“Parker’s Back” by Flannery O’Connor (published 1965 in Everything that Rises Must Converge)
This short story by Flannery O’Connor revolves around the character of Parker who is constantly in search of something, and often fills this search by getting a new tattoo. He has so many tattoos, at a certain point, that the only “blank space” left is his back. It is there that he gets a tattoo of Christ’s eyes, copied from an icon he finds. But all this wandering and searching for Parker eventually comes back to his marriage. Let’s look at some of the elements of “Parker’s Back” that have to do with marriage:
- There is always some mystery in a man and woman’s choice of each other.

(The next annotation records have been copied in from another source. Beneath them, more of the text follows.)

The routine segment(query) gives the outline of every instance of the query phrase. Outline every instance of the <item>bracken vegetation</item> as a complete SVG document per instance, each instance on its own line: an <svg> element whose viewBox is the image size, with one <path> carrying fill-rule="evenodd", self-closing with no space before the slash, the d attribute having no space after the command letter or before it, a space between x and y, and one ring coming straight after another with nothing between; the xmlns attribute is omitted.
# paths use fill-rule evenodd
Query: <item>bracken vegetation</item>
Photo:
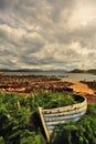
<svg viewBox="0 0 96 144"><path fill-rule="evenodd" d="M36 113L38 106L74 104L68 94L42 92L21 96L0 93L0 144L47 144ZM96 144L96 104L89 104L79 122L60 125L49 144Z"/></svg>

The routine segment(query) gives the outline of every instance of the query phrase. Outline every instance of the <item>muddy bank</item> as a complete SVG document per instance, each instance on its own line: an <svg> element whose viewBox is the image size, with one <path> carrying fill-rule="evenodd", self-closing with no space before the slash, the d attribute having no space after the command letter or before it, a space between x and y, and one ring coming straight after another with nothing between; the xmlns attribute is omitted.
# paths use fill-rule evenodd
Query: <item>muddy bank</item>
<svg viewBox="0 0 96 144"><path fill-rule="evenodd" d="M88 102L96 102L96 82L70 81L46 75L0 75L0 91L9 93L29 94L40 91L66 93L74 92L87 97Z"/></svg>

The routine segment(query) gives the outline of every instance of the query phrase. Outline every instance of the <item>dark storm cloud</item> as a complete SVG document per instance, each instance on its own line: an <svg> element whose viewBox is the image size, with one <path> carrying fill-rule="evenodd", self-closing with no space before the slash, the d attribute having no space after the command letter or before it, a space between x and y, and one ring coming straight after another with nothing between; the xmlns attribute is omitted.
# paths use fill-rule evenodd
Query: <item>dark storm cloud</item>
<svg viewBox="0 0 96 144"><path fill-rule="evenodd" d="M0 0L0 68L95 66L95 0Z"/></svg>

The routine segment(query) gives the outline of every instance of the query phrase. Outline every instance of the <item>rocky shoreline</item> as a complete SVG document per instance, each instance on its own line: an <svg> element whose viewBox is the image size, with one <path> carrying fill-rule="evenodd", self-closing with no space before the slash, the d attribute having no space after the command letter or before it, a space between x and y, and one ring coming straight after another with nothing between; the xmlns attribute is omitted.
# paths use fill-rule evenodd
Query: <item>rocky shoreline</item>
<svg viewBox="0 0 96 144"><path fill-rule="evenodd" d="M2 92L31 93L43 90L64 92L72 90L71 84L46 75L0 75L0 91Z"/></svg>

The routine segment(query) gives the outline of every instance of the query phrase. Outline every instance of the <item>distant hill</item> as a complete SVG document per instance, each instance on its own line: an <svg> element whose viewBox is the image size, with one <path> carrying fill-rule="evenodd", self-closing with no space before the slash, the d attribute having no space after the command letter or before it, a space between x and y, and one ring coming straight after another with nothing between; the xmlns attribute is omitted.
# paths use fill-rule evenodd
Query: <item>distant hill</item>
<svg viewBox="0 0 96 144"><path fill-rule="evenodd" d="M96 74L96 69L89 69L89 70L79 70L79 69L74 69L70 71L71 73L93 73Z"/></svg>
<svg viewBox="0 0 96 144"><path fill-rule="evenodd" d="M62 69L51 69L51 70L42 70L42 69L19 69L19 70L10 70L10 69L0 69L0 72L67 72Z"/></svg>

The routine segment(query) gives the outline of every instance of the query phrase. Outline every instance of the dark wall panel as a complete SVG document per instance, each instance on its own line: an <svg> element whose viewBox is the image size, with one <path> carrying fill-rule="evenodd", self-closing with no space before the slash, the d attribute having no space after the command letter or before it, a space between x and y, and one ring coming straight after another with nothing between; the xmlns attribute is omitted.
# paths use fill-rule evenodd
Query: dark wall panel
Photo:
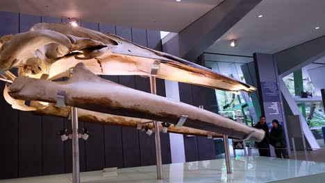
<svg viewBox="0 0 325 183"><path fill-rule="evenodd" d="M65 146L57 133L64 129L62 118L42 116L43 175L65 173Z"/></svg>
<svg viewBox="0 0 325 183"><path fill-rule="evenodd" d="M60 23L61 19L42 17L42 22ZM65 128L63 118L43 116L43 175L65 173L65 143L61 141L58 132Z"/></svg>
<svg viewBox="0 0 325 183"><path fill-rule="evenodd" d="M103 78L119 82L117 76L103 76ZM105 167L123 167L123 143L122 127L104 125Z"/></svg>
<svg viewBox="0 0 325 183"><path fill-rule="evenodd" d="M131 28L116 26L116 34L128 40L132 40ZM134 76L119 76L119 84L135 88ZM124 167L138 166L141 165L139 133L134 128L122 128L123 162Z"/></svg>
<svg viewBox="0 0 325 183"><path fill-rule="evenodd" d="M119 76L119 84L135 88L134 76ZM139 133L134 128L122 128L124 167L141 166Z"/></svg>
<svg viewBox="0 0 325 183"><path fill-rule="evenodd" d="M160 32L147 30L146 34L148 48L161 51ZM157 95L166 96L165 80L156 78L156 85ZM169 134L168 133L160 133L160 146L162 164L171 164L172 155L170 153Z"/></svg>
<svg viewBox="0 0 325 183"><path fill-rule="evenodd" d="M209 102L210 90L201 86L191 85L193 96L193 105L199 107L203 105L204 110L210 110L210 103ZM197 137L197 149L199 152L199 160L213 159L215 155L215 145L212 139L205 137Z"/></svg>
<svg viewBox="0 0 325 183"><path fill-rule="evenodd" d="M147 36L148 37L148 48L161 51L160 31L147 30Z"/></svg>
<svg viewBox="0 0 325 183"><path fill-rule="evenodd" d="M184 135L184 147L186 162L199 161L197 137Z"/></svg>
<svg viewBox="0 0 325 183"><path fill-rule="evenodd" d="M99 24L99 31L103 33L116 34L116 28L114 25Z"/></svg>
<svg viewBox="0 0 325 183"><path fill-rule="evenodd" d="M136 76L135 89L144 92L151 93L149 78ZM156 164L155 134L153 133L151 136L148 136L145 132L140 131L139 132L139 141L141 166Z"/></svg>
<svg viewBox="0 0 325 183"><path fill-rule="evenodd" d="M132 41L139 45L147 46L147 33L144 29L132 28ZM151 93L149 78L135 76L135 89ZM155 134L148 136L144 132L139 132L141 166L156 164Z"/></svg>
<svg viewBox="0 0 325 183"><path fill-rule="evenodd" d="M0 35L28 31L33 25L41 21L55 23L61 21L70 21L65 18L61 19L0 12L0 22L6 25L0 30ZM159 31L84 21L79 21L78 24L83 27L117 34L140 45L161 50ZM131 88L150 92L148 78L102 77ZM3 88L3 83L0 84ZM165 96L163 80L157 79L157 94ZM60 136L56 134L64 128L71 130L69 120L34 116L31 112L12 110L3 97L0 98L0 103L3 112L0 116L0 128L4 130L5 137L10 137L10 139L0 142L1 147L8 150L0 152L0 163L3 165L0 168L0 179L72 171L72 140L62 142ZM156 164L153 134L148 137L134 128L103 125L83 121L79 121L78 128L86 128L90 132L87 141L79 139L81 171L99 170L105 167L132 167ZM6 134L7 132L8 134ZM160 133L160 139L162 163L170 163L169 134Z"/></svg>
<svg viewBox="0 0 325 183"><path fill-rule="evenodd" d="M86 171L101 170L105 167L105 148L103 125L85 123L89 131L89 138L85 141ZM84 141L81 139L81 141Z"/></svg>
<svg viewBox="0 0 325 183"><path fill-rule="evenodd" d="M71 120L65 119L65 128L71 131ZM85 128L85 122L79 121L78 122L79 129ZM65 173L72 172L72 141L71 139L65 141ZM79 139L79 163L80 171L86 171L86 161L85 151L85 141Z"/></svg>
<svg viewBox="0 0 325 183"><path fill-rule="evenodd" d="M18 13L0 12L0 24L6 25L0 28L0 37L18 33ZM3 89L5 83L0 82L0 89ZM1 135L5 137L0 141L0 179L15 178L18 177L18 111L12 110L2 94L0 110L0 129Z"/></svg>
<svg viewBox="0 0 325 183"><path fill-rule="evenodd" d="M42 116L19 111L19 177L42 175Z"/></svg>
<svg viewBox="0 0 325 183"><path fill-rule="evenodd" d="M82 27L99 31L99 24L92 22L81 21ZM90 137L85 141L86 171L98 171L105 167L105 148L103 125L85 123Z"/></svg>
<svg viewBox="0 0 325 183"><path fill-rule="evenodd" d="M115 26L100 24L99 31L116 34ZM119 82L117 76L102 76L102 78L116 83ZM124 159L122 127L104 125L104 147L105 167L122 168Z"/></svg>
<svg viewBox="0 0 325 183"><path fill-rule="evenodd" d="M19 33L29 31L33 25L41 22L41 19L40 16L20 14Z"/></svg>
<svg viewBox="0 0 325 183"><path fill-rule="evenodd" d="M44 23L60 23L62 19L59 18L42 17L42 22Z"/></svg>
<svg viewBox="0 0 325 183"><path fill-rule="evenodd" d="M193 105L191 85L178 82L178 87L181 102ZM199 160L197 137L186 137L184 135L184 148L186 162Z"/></svg>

“Parker’s Back” opens with Parker looking at his pregnant wife, Sarah Ruth, who is sitting on the porch snapping beans. He is thinking about how plain she is, “puzzled and ashamed at himself” for staying with her. He is also confused by her marrying him: “Sometimes he supposed that she had married him because she meant to save him. At other times he had a suspicion that she actually liked everything she said she didn’t.” When they first meet, Sarah Ruth hits Parker in the face with a broom for swearing. Later, when he makes a move on her, she “thrust him away with such force that the door of the truck came off and he found himself flat on his back on the ground. He made up his mind then and there to have nothing further to do with her.” The next line has them married. It can be easy to wonder why you chose your husband or wife, especially when things are hard. Sometimes it seems like they would be more compatible with someone else, or you may meet someone you are more compatible with. These are opportunities to remember the beginning of your story with your spouse; what drew you to them in the first place, and how that love has grown over time.
- It is Christ who must be obeyed in marriage.
Parker goes to the tattoo parlor and asks for the book with “all the pictures of God in it” and finds a Byzantine Christ he chooses for his back because of the eyes. “[Parker] felt as though, under their gaze, he was as transparent as the wing of a fly.” Later, he realizes, “The eyes that were now forever on his back were eyes to be obeyed. He was as certain of it as he had ever been of anything.” Parker thought that when he returned home, Sarah Ruth would appreciate the face of Jesus on his back and see it as a way for Parker to be close to her; but Sarah Ruth does not really know Jesus: “It ain’t anybody I know,” she says when she sees the tattoo. Then she beats Parker across the back with the broom, “until she had nearly knocked him senseless and large welts had formed on the face of the tattooed Christ.” Christ is crucified again in Parker. We see Parker weeping under a tree in the last scene, at a total loss to understand what he could do to make his wife happy.
- Husbands, love your wives…
This doesn’t sounds like a hopeful story, does it? Yet somehow it is, because you have to think about Parker’s back, now carrying the icon of Christ, as he is being called to love a woman who hurts him. “Husbands, love your wives even as Christ loved the Church and handed himself over for her” (Eph 5: 25).